Buying a mechanical keyboard? Consider these 6 points of caution
When I bought my first mechanical keyboard in 2015, I had no idea what I was doing. Coveting the clackety sound and glorious key travel of mechanical switches, I sprung for a hefty Rosewill Apollo keyboard without doing much research. It ended up being a poor fit for me, and I sold it on eBay a few years later.
Only later did I realize the depth of the mechanical keyboard rabbit hole, and how many granular options exist to get exactly the typing or PC gaming experience you want. After buying my first compact mechanical keyboard—then another, and another—I realized there was no going back to cheaper keyboards with mushy rubber membranes and blandly utilitarian aesthetics.

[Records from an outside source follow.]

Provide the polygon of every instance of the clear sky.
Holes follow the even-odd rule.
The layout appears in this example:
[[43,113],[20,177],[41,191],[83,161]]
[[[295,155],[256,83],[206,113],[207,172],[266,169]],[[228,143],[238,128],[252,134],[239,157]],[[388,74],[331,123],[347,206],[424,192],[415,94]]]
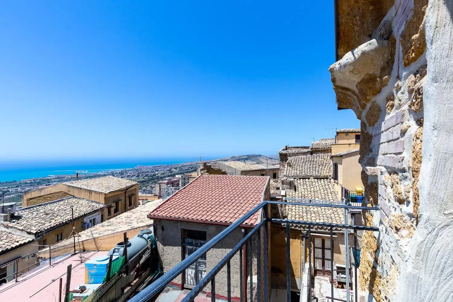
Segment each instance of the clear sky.
[[332,1],[0,4],[0,159],[276,154],[337,110]]

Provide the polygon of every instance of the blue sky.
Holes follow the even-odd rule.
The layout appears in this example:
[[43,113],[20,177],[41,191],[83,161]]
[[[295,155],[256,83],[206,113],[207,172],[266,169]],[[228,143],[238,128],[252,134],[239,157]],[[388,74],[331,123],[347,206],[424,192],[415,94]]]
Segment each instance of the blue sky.
[[276,154],[337,111],[331,1],[3,1],[0,159]]

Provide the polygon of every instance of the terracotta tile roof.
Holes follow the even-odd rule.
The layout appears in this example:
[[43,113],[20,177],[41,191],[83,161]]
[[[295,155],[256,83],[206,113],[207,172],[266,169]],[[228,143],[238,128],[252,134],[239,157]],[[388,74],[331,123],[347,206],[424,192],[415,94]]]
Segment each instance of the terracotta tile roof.
[[124,191],[138,185],[139,183],[124,178],[109,176],[68,182],[63,183],[68,186],[92,190],[106,194]]
[[[201,175],[178,191],[148,217],[232,223],[263,201],[269,177]],[[245,224],[255,225],[257,212]]]
[[0,255],[31,242],[34,236],[0,226]]
[[332,147],[332,144],[335,143],[335,139],[321,139],[317,142],[312,143],[310,147],[310,150],[323,150],[330,149]]
[[[287,191],[287,197],[331,201],[338,201],[333,181],[326,179],[303,178],[294,180],[295,192]],[[343,223],[343,210],[339,208],[286,205],[284,208],[286,219],[316,222]],[[318,229],[325,228],[317,227]]]
[[357,149],[352,149],[352,150],[349,150],[347,151],[343,151],[342,152],[339,152],[338,153],[333,154],[332,156],[342,156],[343,155],[346,155],[347,154],[354,153],[354,152],[358,152],[360,150],[360,149],[358,148]]
[[280,180],[270,179],[270,196],[280,196]]
[[288,159],[284,177],[329,177],[332,176],[330,153],[293,156]]
[[100,202],[72,196],[21,209],[10,221],[2,223],[9,228],[35,235],[70,223],[71,206],[74,207],[75,220],[106,206]]
[[254,171],[263,169],[262,167],[254,166],[253,165],[251,165],[250,163],[244,163],[243,162],[240,162],[238,160],[231,160],[228,161],[221,161],[219,162],[222,163],[223,164],[226,165],[227,166],[229,166],[232,168],[237,169],[237,170],[240,170],[241,171]]
[[338,129],[337,130],[337,133],[350,133],[351,132],[360,132],[360,128],[346,128],[345,129]]

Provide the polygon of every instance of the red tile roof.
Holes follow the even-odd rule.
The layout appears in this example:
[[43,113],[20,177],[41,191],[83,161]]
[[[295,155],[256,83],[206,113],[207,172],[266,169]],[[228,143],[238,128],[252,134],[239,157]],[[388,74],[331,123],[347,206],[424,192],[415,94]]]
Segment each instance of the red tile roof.
[[[232,223],[263,201],[269,182],[267,176],[201,175],[148,217]],[[257,224],[259,212],[244,224]]]

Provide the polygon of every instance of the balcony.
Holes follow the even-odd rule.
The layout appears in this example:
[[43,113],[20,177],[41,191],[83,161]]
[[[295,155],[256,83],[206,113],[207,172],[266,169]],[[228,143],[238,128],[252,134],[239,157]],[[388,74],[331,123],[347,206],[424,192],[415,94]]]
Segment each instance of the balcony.
[[[205,259],[203,257],[206,257],[207,253],[215,249],[216,245],[222,240],[226,240],[227,236],[232,234],[236,229],[242,227],[241,226],[244,225],[247,219],[256,213],[260,212],[261,219],[259,223],[253,228],[245,230],[243,238],[233,247],[226,251],[224,256],[220,261],[215,260],[215,262],[210,270],[206,272],[204,277],[198,282],[190,292],[184,296],[181,301],[183,302],[194,301],[199,295],[202,294],[210,297],[212,302],[219,299],[226,300],[228,302],[231,301],[267,302],[270,301],[296,300],[309,302],[333,300],[357,301],[358,268],[355,265],[353,268],[352,264],[353,263],[355,264],[358,259],[352,259],[354,257],[350,254],[349,250],[350,249],[354,251],[357,250],[357,231],[378,231],[378,228],[348,224],[288,220],[280,218],[281,216],[279,216],[278,213],[281,213],[281,207],[285,205],[339,208],[347,213],[352,211],[375,211],[378,208],[312,200],[299,200],[299,201],[263,201],[175,265],[162,277],[137,292],[129,301],[131,302],[156,301],[163,291],[167,287],[171,287],[172,284],[173,284],[173,280],[184,273],[188,268],[193,266],[199,259]],[[346,220],[350,221],[349,219]],[[316,230],[319,230],[320,228],[322,228],[323,234],[318,235],[323,236],[323,249],[327,246],[334,248],[334,238],[336,240],[338,240],[337,237],[339,238],[340,235],[344,235],[343,238],[344,238],[345,244],[348,247],[348,248],[345,249],[346,264],[344,266],[345,273],[341,274],[339,271],[338,273],[336,271],[336,269],[340,268],[340,264],[336,263],[337,260],[334,260],[334,248],[326,248],[321,257],[322,262],[319,261],[321,258],[318,259],[319,255],[317,249],[320,248],[318,247],[320,246],[316,245],[319,240],[315,240],[313,238],[315,233],[319,233],[319,231]],[[293,235],[294,230],[300,232],[301,236],[303,233],[304,244],[305,245],[307,243],[307,249],[309,251],[306,253],[306,257],[305,249],[304,249],[303,260],[301,260],[300,249],[299,249],[299,255],[296,257],[295,260],[294,255],[291,256],[292,249],[294,249],[294,248],[292,246],[290,246],[290,243],[291,238],[294,237]],[[281,242],[285,243],[284,247],[278,246],[275,240],[276,238]],[[351,240],[350,241],[350,239]],[[284,249],[285,250],[285,256],[282,257],[281,259],[275,259],[276,251],[279,249]],[[330,253],[326,252],[328,250]],[[238,256],[239,261],[237,261],[236,259]],[[271,259],[272,257],[274,259]],[[299,258],[298,263],[297,261],[298,257],[301,257]],[[233,257],[235,257],[234,259]],[[283,259],[284,258],[284,259]],[[308,259],[306,262],[305,260],[306,258]],[[208,261],[210,260],[214,261],[208,259]],[[275,267],[274,265],[276,261],[280,260],[284,263],[285,267],[284,270],[281,270],[281,271]],[[238,264],[238,269],[236,269],[235,267],[236,264]],[[298,268],[296,267],[298,265]],[[302,267],[304,267],[303,269]],[[276,274],[277,271],[279,271],[277,273],[280,276],[284,276],[282,280],[277,280],[279,277]],[[298,276],[296,273],[298,271],[299,273]],[[323,296],[321,297],[323,299],[318,300],[320,297],[314,297],[313,291],[315,290],[314,278],[319,276],[320,272],[322,272],[323,275],[319,278],[323,278],[323,280],[329,283],[330,291],[328,294],[324,294],[323,296],[318,294],[318,295]],[[301,272],[303,273],[300,273]],[[238,273],[239,274],[238,286],[234,279],[236,273]],[[232,276],[233,274],[235,276]],[[297,282],[294,282],[296,278],[298,280],[296,280]],[[346,295],[345,299],[336,297],[334,292],[337,289],[334,288],[337,287],[334,286],[334,283],[341,282],[342,280],[335,280],[335,278],[338,279],[343,278],[342,281],[348,284],[345,285],[346,288],[352,285],[352,291],[344,291]],[[300,281],[299,281],[299,278]],[[234,297],[234,295],[232,294],[232,288],[235,287],[239,288],[239,297],[237,295]],[[221,292],[226,292],[226,295],[219,294],[218,293]],[[282,295],[283,292],[285,294]],[[299,297],[299,295],[300,298]],[[338,297],[337,294],[337,297]],[[333,298],[331,297],[333,297]]]

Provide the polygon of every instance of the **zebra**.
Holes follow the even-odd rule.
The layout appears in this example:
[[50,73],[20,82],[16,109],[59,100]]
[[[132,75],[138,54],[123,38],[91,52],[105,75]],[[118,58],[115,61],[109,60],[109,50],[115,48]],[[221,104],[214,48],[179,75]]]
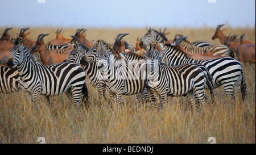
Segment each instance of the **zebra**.
[[[183,37],[183,35],[176,34],[173,40],[173,43],[175,43],[177,38],[180,38],[182,37]],[[224,45],[214,45],[200,47],[193,45],[186,39],[184,39],[181,41],[181,44],[182,45],[183,48],[192,55],[197,53],[203,55],[205,53],[210,52],[213,56],[218,55],[224,56],[231,56],[234,57],[234,54],[229,50],[228,47]]]
[[9,69],[7,66],[0,66],[0,93],[9,94],[19,91],[20,77],[17,66]]
[[208,46],[212,45],[211,44],[209,43],[207,41],[201,41],[201,40],[192,42],[191,44],[194,46],[196,46],[196,47],[208,47]]
[[208,60],[188,58],[185,53],[170,43],[165,44],[159,52],[162,60],[167,65],[173,66],[189,62],[196,62],[205,66],[212,74],[213,89],[223,86],[226,95],[231,99],[230,107],[235,98],[242,95],[242,99],[246,94],[246,85],[244,69],[239,61],[232,57],[221,57]]
[[147,81],[144,60],[138,60],[123,65],[119,63],[114,51],[109,48],[108,43],[104,44],[104,41],[100,40],[98,43],[93,41],[93,43],[96,51],[83,56],[81,64],[84,65],[97,62],[98,69],[102,73],[105,80],[105,86],[109,90],[112,103],[115,102],[115,94],[117,104],[119,106],[123,102],[123,95],[137,95],[141,110],[142,103],[141,94]]
[[72,44],[73,49],[68,54],[68,57],[63,62],[71,62],[76,64],[81,64],[82,69],[89,77],[90,83],[96,88],[98,98],[101,99],[102,97],[106,99],[105,95],[105,82],[101,72],[98,72],[96,62],[88,63],[86,65],[81,64],[80,60],[88,53],[96,51],[94,47],[89,49],[86,46],[79,44],[76,41],[75,44]]
[[143,44],[149,45],[150,43],[163,43],[168,41],[167,38],[162,33],[151,28],[147,28],[147,32],[141,39],[139,45],[143,48]]
[[61,45],[47,45],[46,48],[49,51],[55,51],[59,54],[65,54],[70,43]]
[[148,86],[152,90],[155,99],[158,100],[158,110],[165,110],[167,95],[171,97],[187,96],[192,110],[196,110],[196,102],[205,108],[205,95],[204,92],[205,83],[211,87],[209,74],[198,67],[196,64],[188,63],[173,66],[162,63],[155,44],[148,49],[144,57],[147,65],[150,66],[150,73]]
[[[32,99],[38,111],[40,95],[54,96],[66,92],[75,109],[80,111],[81,93],[88,93],[85,73],[79,65],[67,62],[43,65],[33,58],[24,45],[22,37],[16,41],[11,37],[13,47],[7,65],[9,68],[17,65],[20,76],[19,85]],[[87,97],[87,95],[86,95]]]

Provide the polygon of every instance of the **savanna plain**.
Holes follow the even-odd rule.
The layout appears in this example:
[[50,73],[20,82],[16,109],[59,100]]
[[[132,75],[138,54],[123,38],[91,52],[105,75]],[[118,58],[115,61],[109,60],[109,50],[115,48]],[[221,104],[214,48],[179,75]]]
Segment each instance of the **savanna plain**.
[[[0,28],[0,32],[5,28]],[[10,31],[10,35],[16,36],[20,28]],[[64,28],[63,35],[69,38],[77,28]],[[56,29],[31,28],[28,38],[36,40],[40,33],[50,33],[44,39],[48,43],[55,38]],[[146,32],[146,28],[89,28],[86,38],[114,43],[117,34],[130,33],[123,39],[135,47],[137,37],[142,37]],[[218,39],[212,40],[215,29],[207,27],[167,27],[166,32],[170,32],[166,36],[168,39],[183,33],[191,41],[221,44]],[[246,39],[255,41],[255,25],[252,28],[236,29],[228,26],[224,33],[239,36],[245,33]],[[205,110],[197,114],[191,112],[185,97],[168,97],[165,112],[150,110],[145,104],[138,112],[136,97],[124,96],[124,104],[116,110],[110,103],[108,91],[107,99],[100,100],[88,77],[89,107],[82,107],[80,112],[75,110],[65,94],[50,97],[50,106],[47,105],[46,100],[42,102],[36,113],[27,103],[22,90],[1,94],[0,143],[38,143],[39,137],[44,137],[46,143],[208,143],[210,137],[215,137],[217,143],[255,143],[255,65],[242,64],[247,85],[244,102],[237,101],[229,109],[229,100],[221,86],[214,90],[214,105],[208,104]],[[208,91],[207,93],[209,96]]]

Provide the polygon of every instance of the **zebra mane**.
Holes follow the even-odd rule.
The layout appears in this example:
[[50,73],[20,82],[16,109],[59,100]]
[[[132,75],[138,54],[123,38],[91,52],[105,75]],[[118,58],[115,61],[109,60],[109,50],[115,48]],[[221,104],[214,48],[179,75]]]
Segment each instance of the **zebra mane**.
[[137,54],[135,53],[129,53],[127,54],[125,53],[125,55],[126,55],[127,58],[133,58],[133,60],[141,60],[141,59],[144,59],[144,56]]
[[156,33],[157,37],[158,37],[160,36],[162,38],[162,39],[163,40],[163,42],[166,42],[166,41],[168,41],[167,38],[166,37],[166,36],[164,34],[158,32],[158,31],[156,31],[155,30],[154,30],[153,28],[151,28],[151,29],[155,33]]
[[[171,49],[170,51],[171,51],[172,52],[175,52],[175,53],[181,53],[183,55],[185,55],[185,56],[187,57],[187,53],[184,51],[181,50],[179,48],[178,48],[177,47],[172,44],[171,43],[167,43],[164,44],[164,48],[166,47],[167,48]],[[159,53],[162,53],[162,51],[164,51],[160,50],[159,51]]]

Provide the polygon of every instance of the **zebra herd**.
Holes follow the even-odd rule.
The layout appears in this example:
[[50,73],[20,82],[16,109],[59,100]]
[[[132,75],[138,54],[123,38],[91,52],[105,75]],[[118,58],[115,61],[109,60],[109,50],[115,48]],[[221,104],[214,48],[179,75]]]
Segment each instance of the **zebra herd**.
[[[87,75],[100,99],[106,99],[106,89],[114,105],[115,102],[119,106],[122,104],[123,95],[135,95],[139,110],[142,104],[150,102],[152,108],[164,110],[168,96],[185,96],[193,111],[204,109],[208,100],[204,90],[210,90],[214,100],[213,89],[221,86],[229,98],[229,107],[236,97],[244,99],[246,86],[241,62],[230,57],[208,60],[188,58],[175,43],[181,41],[183,47],[189,48],[184,39],[176,36],[173,43],[160,45],[158,51],[157,45],[168,40],[150,28],[141,40],[145,55],[119,53],[121,58],[109,43],[101,39],[92,40],[93,47],[90,48],[77,41],[72,44],[73,49],[63,62],[43,65],[34,60],[22,37],[16,40],[11,37],[10,59],[7,66],[0,68],[0,93],[22,89],[28,100],[32,97],[30,100],[38,111],[42,97],[65,93],[79,111],[81,97],[86,102],[88,100]],[[198,45],[193,49],[195,53],[201,52],[200,48],[212,48],[205,41],[192,44]],[[225,50],[229,52],[228,49]]]

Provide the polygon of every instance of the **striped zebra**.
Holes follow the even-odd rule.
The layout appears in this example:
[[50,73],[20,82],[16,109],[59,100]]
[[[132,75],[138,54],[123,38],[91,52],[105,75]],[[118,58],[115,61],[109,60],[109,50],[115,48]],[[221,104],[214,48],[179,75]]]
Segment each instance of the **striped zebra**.
[[20,87],[32,96],[36,111],[40,95],[54,96],[66,92],[75,109],[80,110],[80,94],[87,93],[85,73],[78,65],[61,62],[43,65],[34,61],[24,45],[22,37],[15,41],[11,37],[13,47],[7,62],[9,68],[17,65],[20,76]]
[[119,63],[114,51],[109,48],[109,43],[105,44],[102,40],[93,43],[97,51],[84,56],[81,60],[82,64],[84,65],[85,62],[97,62],[99,70],[103,74],[113,103],[115,102],[115,95],[117,95],[119,106],[123,102],[123,95],[137,95],[141,109],[143,102],[142,93],[147,81],[144,60],[134,61],[123,65]]
[[[78,65],[81,64],[80,60],[84,56],[88,53],[96,51],[94,47],[93,47],[90,49],[86,46],[79,44],[77,41],[76,41],[75,44],[72,44],[72,45],[73,49],[68,54],[64,62],[69,61]],[[81,64],[81,66],[89,77],[90,83],[98,91],[100,99],[101,99],[102,97],[106,99],[105,82],[102,74],[98,70],[97,63],[93,62],[86,65]]]
[[147,32],[144,35],[143,37],[141,39],[139,43],[141,47],[143,48],[143,45],[150,45],[150,43],[163,43],[168,41],[167,38],[162,33],[151,28],[147,28]]
[[209,43],[207,41],[201,41],[201,40],[192,42],[191,44],[194,46],[196,46],[196,47],[208,47],[208,46],[212,45],[211,44]]
[[9,69],[7,66],[0,66],[0,93],[9,94],[19,91],[20,79],[17,66]]
[[69,43],[61,45],[47,45],[46,48],[49,51],[55,51],[59,54],[65,54]]
[[210,75],[205,74],[196,64],[185,64],[174,66],[162,63],[156,45],[153,44],[148,49],[146,45],[144,49],[147,51],[144,57],[147,65],[150,66],[148,86],[158,100],[158,110],[165,110],[167,95],[171,97],[187,96],[192,110],[196,110],[198,102],[205,108],[205,95],[204,87],[205,83],[211,87]]
[[[183,35],[176,35],[173,40],[173,43],[175,42],[177,38],[183,37]],[[218,55],[224,56],[231,56],[232,57],[234,57],[234,54],[232,53],[228,47],[224,45],[214,45],[211,46],[200,47],[198,46],[193,45],[186,39],[184,39],[181,41],[180,44],[182,45],[183,48],[192,55],[197,53],[203,55],[205,53],[209,52],[213,56]]]
[[222,57],[208,60],[188,58],[186,54],[171,44],[166,44],[159,52],[162,61],[169,66],[196,62],[205,66],[212,74],[213,89],[223,86],[226,95],[231,99],[229,106],[233,105],[235,94],[244,99],[246,85],[242,64],[232,57]]

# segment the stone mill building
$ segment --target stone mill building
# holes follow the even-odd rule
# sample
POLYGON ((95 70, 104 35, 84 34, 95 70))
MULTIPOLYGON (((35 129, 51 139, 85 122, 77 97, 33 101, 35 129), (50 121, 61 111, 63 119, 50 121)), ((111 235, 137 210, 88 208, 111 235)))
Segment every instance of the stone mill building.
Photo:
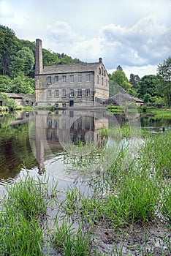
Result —
POLYGON ((36 105, 69 107, 104 106, 109 77, 99 58, 95 63, 43 67, 42 40, 36 40, 36 105))

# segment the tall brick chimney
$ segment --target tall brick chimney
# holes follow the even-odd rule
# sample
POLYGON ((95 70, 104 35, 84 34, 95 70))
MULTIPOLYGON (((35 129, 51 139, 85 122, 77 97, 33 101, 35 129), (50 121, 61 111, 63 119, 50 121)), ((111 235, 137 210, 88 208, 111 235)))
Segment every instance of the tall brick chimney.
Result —
POLYGON ((36 61, 35 75, 39 75, 42 72, 42 42, 40 39, 36 39, 36 61))

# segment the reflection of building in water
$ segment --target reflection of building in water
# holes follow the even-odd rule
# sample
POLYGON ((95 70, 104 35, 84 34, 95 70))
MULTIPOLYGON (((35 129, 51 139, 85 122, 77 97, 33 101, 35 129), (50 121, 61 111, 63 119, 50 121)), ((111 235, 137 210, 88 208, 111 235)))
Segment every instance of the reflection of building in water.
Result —
POLYGON ((43 166, 45 157, 63 149, 63 143, 90 141, 96 146, 104 145, 99 131, 108 127, 105 112, 57 110, 56 113, 34 113, 36 153, 38 162, 43 166))

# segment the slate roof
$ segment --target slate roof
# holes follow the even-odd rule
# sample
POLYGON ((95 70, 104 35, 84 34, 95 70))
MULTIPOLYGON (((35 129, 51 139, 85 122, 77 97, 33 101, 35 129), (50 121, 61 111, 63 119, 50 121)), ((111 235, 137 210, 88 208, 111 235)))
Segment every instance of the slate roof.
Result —
POLYGON ((42 74, 72 73, 79 72, 95 71, 102 63, 79 63, 75 64, 58 64, 56 66, 45 66, 42 74))

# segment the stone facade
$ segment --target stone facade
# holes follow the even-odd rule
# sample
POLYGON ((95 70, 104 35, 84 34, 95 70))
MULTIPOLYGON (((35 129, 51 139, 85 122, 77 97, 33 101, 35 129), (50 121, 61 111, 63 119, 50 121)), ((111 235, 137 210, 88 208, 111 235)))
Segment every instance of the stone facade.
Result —
POLYGON ((42 67, 42 41, 36 40, 36 105, 95 107, 109 97, 109 77, 102 58, 96 63, 42 67))

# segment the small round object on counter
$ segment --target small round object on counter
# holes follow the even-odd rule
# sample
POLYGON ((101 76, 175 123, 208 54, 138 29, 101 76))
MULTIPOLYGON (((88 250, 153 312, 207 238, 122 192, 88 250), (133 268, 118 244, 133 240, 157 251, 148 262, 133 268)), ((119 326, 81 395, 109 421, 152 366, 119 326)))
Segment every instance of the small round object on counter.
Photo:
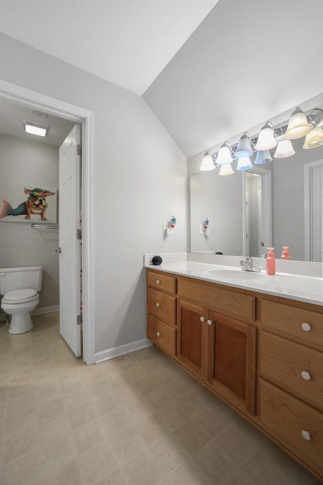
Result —
POLYGON ((151 260, 151 262, 155 266, 158 266, 159 264, 162 264, 163 260, 160 256, 154 256, 151 260))

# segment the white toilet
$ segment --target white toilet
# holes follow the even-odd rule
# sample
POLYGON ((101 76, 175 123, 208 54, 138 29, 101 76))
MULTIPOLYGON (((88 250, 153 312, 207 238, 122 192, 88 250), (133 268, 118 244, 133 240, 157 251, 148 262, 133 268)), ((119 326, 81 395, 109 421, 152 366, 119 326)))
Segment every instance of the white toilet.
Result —
POLYGON ((30 312, 39 303, 42 266, 0 269, 1 308, 12 315, 9 333, 24 333, 33 327, 30 312))

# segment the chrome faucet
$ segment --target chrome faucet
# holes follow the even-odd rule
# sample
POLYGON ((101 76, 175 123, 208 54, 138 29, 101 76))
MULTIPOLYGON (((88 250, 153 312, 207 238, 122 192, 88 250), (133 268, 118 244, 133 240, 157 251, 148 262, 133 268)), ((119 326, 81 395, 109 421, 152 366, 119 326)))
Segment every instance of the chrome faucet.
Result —
POLYGON ((260 273, 260 268, 256 268, 253 264, 253 260, 251 256, 242 256, 243 259, 240 262, 241 269, 243 271, 254 271, 255 273, 260 273))

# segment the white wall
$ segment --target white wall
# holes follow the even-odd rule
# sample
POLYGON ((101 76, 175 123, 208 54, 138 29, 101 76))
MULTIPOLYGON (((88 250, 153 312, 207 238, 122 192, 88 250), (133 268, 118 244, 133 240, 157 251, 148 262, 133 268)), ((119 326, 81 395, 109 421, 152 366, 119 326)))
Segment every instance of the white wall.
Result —
POLYGON ((296 152, 275 161, 274 168, 274 243, 278 257, 289 246, 292 259, 304 258, 304 166, 323 160, 323 147, 303 150, 304 138, 293 140, 296 152))
POLYGON ((185 157, 140 96, 4 34, 0 50, 5 80, 94 112, 95 352, 145 338, 143 255, 186 250, 185 157))
MULTIPOLYGON (((249 207, 250 222, 250 256, 258 257, 259 254, 259 227, 258 224, 258 191, 261 188, 260 177, 249 180, 249 207)), ((264 251, 264 253, 265 251, 264 251)))
MULTIPOLYGON (((57 187, 58 147, 0 134, 0 173, 2 184, 24 185, 33 181, 35 186, 57 187)), ((58 247, 58 231, 38 231, 32 229, 30 224, 3 219, 0 233, 0 267, 42 266, 38 308, 59 305, 59 262, 55 251, 58 247)))
POLYGON ((220 176, 218 167, 190 177, 191 251, 242 254, 243 173, 220 176), (209 235, 200 234, 207 217, 209 235))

If you’re considering a mechanical keyboard yourself, don’t make the same mistakes I made. Here’s everything I wish that I’d done before buying my very first model.
Do you really need 104 keys?
While some gamers and Excel wizards might consider a number pad non-negotiable, mechanical keyboards come in all kinds of sizes that eschew the standard 104-key format. You can lop off the number pad for an 87-key layout (as seen on the HyperX Alloy FPS Pro), or you can get even more compact with an 84-key layout that omits dedicated Insert, Scroll Lock, and Number Lock keys.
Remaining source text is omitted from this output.